BERLIN - Die von Baden-Württembergs Innenminister und CDU-Vize Thomas Strobl geforderte drastische Verschärfung der Abschiebepraxis ist in der SPD auf Kritik gestoßen. „Nach der CSU bedient jetzt auch die CDU populistische Parolen. Beide Parteien müssen sich fragen, wofür das C in ihrem Namen noch steht“, sagte SPD-Generalsekretärin Katarina Barley am Sonntag im Gespräch mit der „Schwäbischen Zeitung“.
„Es ist eine Selbstverständlichkeit, dass diejenigen, die nicht in Deutschland bleiben können, unser Land auch schnell wieder verlassen müssen“, sagte Barley. Aber alle Flüchtlinge, egal ob mit guter Bleibeperspektive oder ernsthaften Erkrankungen, über einen Kamm zu scheren, „das geht nicht“. In der Union herrsche „Chaos in der Asylpolitik. Ich bin gespannt, was Angela Merkel zu Herrn Strobls Äußerungen sagt.“Der innenpolitische Sprecher der SPD im Bundestag, Burkhard Lischka, sagte, die Große Koalition habe in diesem Jahr schon viele Gesetze verschärft, um Abschiebehindernisse zu beseitigen. So könnten nur noch schwerste Erkrankungen eine Rückführung verhindern. Und wer einen Ausreisetermin verstreichen lasse, dem würden die Sozialleistungen auf das „absolut Notwendige“gekürzt.
„Statt immer neue Vorschläge zu machen, wäre es gut, wenn Herr Strobl endlich mal mithilft, all diese Gesetzesänderungen auch in der Praxis umzusetzen“, sagte Lischka . Dazu gehöre auch, „seinen Ministerpräsidenten Winfried Kretschmann (Grüne) davon zu überzeugen, dass Baden Württemberg seine Blockadehaltung im Bundesrat gegen die Einstufung Tunesiens, Marokkos und Algeriens als sichere Herkunftsstaaten aufgibt.
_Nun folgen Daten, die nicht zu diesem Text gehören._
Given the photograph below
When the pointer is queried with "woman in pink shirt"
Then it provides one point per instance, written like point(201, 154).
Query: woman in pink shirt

Das kriegt er offensichtlich nicht hin und versucht jetzt davon abzulenken, indem er die Backen aufbläst.“
Strobl forderte in einem sechsseitigen Positionspapier mit dem Titel „Wer kein Bleiberecht hat, muss gehen“eine Ausweitung der Abschiebehaft, die weitere Kürzung von Sozialleistungen und die Einrichtung von Rückführungszentren in Ägypten oder einem anderen nordafrikanischen Staat, in die „ausreisepflichtige Ausländer“aus Deutschland gebracht werden sollten - also nicht nur Bootsflüchtlinge aus dem Mittelmeer.
Nationaler Kraftakt benötigt
Das Papier will der CDU-Vize auf dem CDU-Bundesparteitag Anfang Dezember in Essen und bei der Innenministerkonferenz am Dienstag in Saarbrücken vorlegen. 2017 würden in Deutschland „voraussichtlich eine halbe Million Ausländer ohne Bleiberecht leben“, schreibt der Innenminister von Baden-Württemberg. „Hier braucht es einen nationalen Kraftakt. Wir können nicht 500 000 Ausländer ohne Bleiberecht in unserem Land dulden.“
Wer seinen Pass wegwerfe, falsche Angaben über seine Identität mache oder bei der Passbeschaffung nicht mithelfe, der müsse sofort abgeschoben werden und dürfe keine Sozialleistungen mehr erhalten, schreibt Strobl. „Also kein Bargeld, nur Sachleistungen in Form von Essen, Trinken, Toilettenartikeln, Kleidung“.
Auch für anerkannte Flüchtlinge soll die Unterstützung in Deutschland gekürzt werden. Flüchtlinge, die ihre Heimat besuchten, müssten sofort ihren Asylstatus verlieren, heißt es weiter in dem Positionspapier. „Einen solchen Asyltourismus können wir nicht tolerieren.“Krankheit soll nach Strobls Plänen künftig nur noch dann vor Abschiebung schützen, wenn die Betroffenen in Deutschland krank geworden sind. Wer seinen Ausreiseverpflichtungen nicht nachkomme, soll leichter in Abschiebehaft genommen werden können, fordert der CDU-Politiker.